Zy agt zo zeer niet op het geen haar digt ontrent is,
Als wel op 't geen zy verre, en maar in mening, ziet,
En schoon zy 't alles had, zo kan haar alles niet
Vernoegen. Zy ontziet niet kostelyke panden
Te wagen, en die na zeer verre en vreemde Landen
Te zenden, om voor die, gelyk als ruilens-wys,
Weer andre kostlykheit, van groote waarde, en prys,
In haar gewelt te zien. Zy zend, met Caravaanen,
Klynodien, te Land, na Mooren, en Maraanen,
Chinees, en Japanees, en Tartar, en Scytier,
En Turksche Musulman, en rovende Arabier,
En bout, op die wys, in haar harsenvat veel Heemlen;
Maar, ziende dat zy niet genoeg aldus op Keemlen
Kan laden, en dat ook de Keemlen, door de last,
Beswyken, of zomtyds door rovers aangetast,
Geplondert worden, tragt zy, om zig vergenoegen
| |
| |
Te geven, alles op een andre wys te voegen.
Verleden rampspoet is haar, ligter als een Vlieg,
Ontvlogen. Zy neemt voor, om, in een houtenwieg,
Van planken, krom- en regt-hout, aan malkaar geslagen,
Een togt op zee, op hoop van meer genot, te waagen,
Op dat haar oogwit geen gelegenthyt ontslip.

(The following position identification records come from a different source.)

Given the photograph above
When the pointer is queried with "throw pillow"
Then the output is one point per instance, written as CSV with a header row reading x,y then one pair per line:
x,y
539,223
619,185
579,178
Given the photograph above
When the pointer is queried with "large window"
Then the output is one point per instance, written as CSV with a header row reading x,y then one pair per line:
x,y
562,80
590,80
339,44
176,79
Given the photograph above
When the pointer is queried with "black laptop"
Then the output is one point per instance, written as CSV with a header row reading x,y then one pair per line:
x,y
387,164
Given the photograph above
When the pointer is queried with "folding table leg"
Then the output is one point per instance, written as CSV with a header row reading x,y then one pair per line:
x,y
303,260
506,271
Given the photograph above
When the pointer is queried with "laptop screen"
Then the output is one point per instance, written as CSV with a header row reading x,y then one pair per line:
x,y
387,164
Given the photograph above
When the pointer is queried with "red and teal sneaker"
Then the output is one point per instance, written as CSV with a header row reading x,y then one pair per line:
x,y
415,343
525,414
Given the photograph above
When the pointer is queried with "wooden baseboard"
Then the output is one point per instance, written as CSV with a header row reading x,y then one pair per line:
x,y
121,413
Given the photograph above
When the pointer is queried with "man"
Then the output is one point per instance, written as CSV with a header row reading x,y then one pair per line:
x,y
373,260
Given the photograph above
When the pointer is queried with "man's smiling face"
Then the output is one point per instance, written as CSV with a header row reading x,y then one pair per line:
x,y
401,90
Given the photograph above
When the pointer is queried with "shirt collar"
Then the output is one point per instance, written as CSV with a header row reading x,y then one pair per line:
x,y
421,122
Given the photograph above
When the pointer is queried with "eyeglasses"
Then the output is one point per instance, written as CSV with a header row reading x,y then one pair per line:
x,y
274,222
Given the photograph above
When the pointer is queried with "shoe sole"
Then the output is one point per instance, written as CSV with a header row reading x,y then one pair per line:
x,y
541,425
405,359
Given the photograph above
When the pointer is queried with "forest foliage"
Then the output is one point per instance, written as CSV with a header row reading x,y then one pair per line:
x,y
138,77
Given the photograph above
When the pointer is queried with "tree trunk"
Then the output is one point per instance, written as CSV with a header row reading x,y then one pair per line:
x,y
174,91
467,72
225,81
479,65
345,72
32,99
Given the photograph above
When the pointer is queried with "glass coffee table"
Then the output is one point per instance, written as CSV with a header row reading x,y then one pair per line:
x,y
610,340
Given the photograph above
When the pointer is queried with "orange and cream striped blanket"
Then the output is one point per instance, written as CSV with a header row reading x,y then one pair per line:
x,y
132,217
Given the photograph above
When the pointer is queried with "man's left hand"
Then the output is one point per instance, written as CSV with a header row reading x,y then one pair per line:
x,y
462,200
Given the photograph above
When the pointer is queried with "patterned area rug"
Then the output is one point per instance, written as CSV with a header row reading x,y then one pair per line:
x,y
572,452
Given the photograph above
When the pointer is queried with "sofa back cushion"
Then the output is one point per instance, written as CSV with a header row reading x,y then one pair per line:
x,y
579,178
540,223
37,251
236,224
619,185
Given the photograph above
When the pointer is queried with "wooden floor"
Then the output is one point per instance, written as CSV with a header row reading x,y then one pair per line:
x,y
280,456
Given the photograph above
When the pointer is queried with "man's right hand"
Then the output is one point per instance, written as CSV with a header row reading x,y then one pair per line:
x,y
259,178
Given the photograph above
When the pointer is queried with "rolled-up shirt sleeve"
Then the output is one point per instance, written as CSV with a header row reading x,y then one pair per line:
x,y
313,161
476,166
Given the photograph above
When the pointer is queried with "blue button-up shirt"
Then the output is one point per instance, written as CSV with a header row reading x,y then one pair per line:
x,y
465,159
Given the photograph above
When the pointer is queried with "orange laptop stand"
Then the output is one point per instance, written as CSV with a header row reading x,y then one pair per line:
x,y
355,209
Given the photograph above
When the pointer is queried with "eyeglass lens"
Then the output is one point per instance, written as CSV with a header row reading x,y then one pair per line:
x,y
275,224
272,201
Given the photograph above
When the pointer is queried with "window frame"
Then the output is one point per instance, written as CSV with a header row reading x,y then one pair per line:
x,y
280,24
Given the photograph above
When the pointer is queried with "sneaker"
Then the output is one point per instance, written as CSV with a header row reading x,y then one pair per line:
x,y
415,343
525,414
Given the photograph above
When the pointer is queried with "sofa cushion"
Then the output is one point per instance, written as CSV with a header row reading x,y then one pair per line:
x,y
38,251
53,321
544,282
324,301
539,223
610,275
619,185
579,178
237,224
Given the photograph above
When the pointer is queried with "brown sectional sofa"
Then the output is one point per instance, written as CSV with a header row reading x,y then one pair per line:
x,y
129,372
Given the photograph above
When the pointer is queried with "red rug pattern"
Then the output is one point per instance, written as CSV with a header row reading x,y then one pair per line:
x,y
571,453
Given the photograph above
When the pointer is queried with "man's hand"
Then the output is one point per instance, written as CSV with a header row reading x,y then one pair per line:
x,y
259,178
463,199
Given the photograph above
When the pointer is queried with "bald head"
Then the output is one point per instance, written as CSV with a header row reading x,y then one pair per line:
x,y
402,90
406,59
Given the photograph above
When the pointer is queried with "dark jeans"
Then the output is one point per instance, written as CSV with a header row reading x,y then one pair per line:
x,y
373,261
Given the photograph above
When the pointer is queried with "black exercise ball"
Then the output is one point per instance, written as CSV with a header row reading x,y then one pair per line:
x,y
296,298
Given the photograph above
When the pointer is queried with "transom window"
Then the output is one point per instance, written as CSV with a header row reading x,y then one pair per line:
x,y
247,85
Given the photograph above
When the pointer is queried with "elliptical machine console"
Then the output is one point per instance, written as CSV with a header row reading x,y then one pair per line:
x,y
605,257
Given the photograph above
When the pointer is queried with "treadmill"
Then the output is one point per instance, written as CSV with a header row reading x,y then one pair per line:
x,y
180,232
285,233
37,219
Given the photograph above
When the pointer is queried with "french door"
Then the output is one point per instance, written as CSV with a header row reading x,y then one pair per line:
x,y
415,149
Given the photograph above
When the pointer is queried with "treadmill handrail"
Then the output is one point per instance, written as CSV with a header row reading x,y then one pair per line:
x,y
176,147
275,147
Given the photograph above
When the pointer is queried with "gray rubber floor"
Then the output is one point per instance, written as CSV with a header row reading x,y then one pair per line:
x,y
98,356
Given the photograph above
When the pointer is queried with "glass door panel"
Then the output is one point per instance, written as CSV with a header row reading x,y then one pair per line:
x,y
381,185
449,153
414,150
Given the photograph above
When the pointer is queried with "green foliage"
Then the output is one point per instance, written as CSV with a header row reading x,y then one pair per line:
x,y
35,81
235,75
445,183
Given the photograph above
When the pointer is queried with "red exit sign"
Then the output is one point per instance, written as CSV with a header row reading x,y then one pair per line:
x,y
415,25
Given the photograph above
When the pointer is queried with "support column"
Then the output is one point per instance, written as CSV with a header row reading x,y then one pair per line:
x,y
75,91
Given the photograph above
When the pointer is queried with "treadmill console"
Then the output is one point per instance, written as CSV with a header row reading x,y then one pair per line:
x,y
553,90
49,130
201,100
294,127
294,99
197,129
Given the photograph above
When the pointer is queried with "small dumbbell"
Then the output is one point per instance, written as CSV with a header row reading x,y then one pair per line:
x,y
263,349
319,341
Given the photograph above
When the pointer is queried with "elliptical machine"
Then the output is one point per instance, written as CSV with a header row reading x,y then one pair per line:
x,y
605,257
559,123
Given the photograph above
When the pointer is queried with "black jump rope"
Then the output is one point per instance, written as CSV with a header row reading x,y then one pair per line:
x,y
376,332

Die grote wieg, voor lang al met de naam van Schip
Zeer wel bekent, kan veel meer in haar hol verbergen,
Als duizent Keemlen op hun ruggen zyn te vergen:
Daar laat men alles in wat hoop kan geven, tot
Vermenigvuldiging van winst, en groot genot.
Men huurt hier menschen toe. Matrosen, die, als slaven,
Zig in die wieg, als in een dootkist, tot begraven
Gereet, begeven; en men voert die wieg in Zee.
d'Aarts-opperduvel, en de doot nu varen mee.
Nu wort het alles tot een prooy voor wint en baren
Gegeven. Men vertrout zig zo ver heen te varen,
Gelyk in 't kort gebeurt, dat niet zig voor het oog,
Van buiten 't Schip vertoont, als, boven 't hooft, om hoog,
't Gestarnte, Zon, en Maan, en Wolken, en beneeden,
De water-golven, die hier d'aard zo ver bekleden,
Als of geen aardryk in de wyde werelt was
Te vinden; en als of de gantschen aard-kloot plas
Leyd; en het schynd als was 't onmooglyk lant te vinden.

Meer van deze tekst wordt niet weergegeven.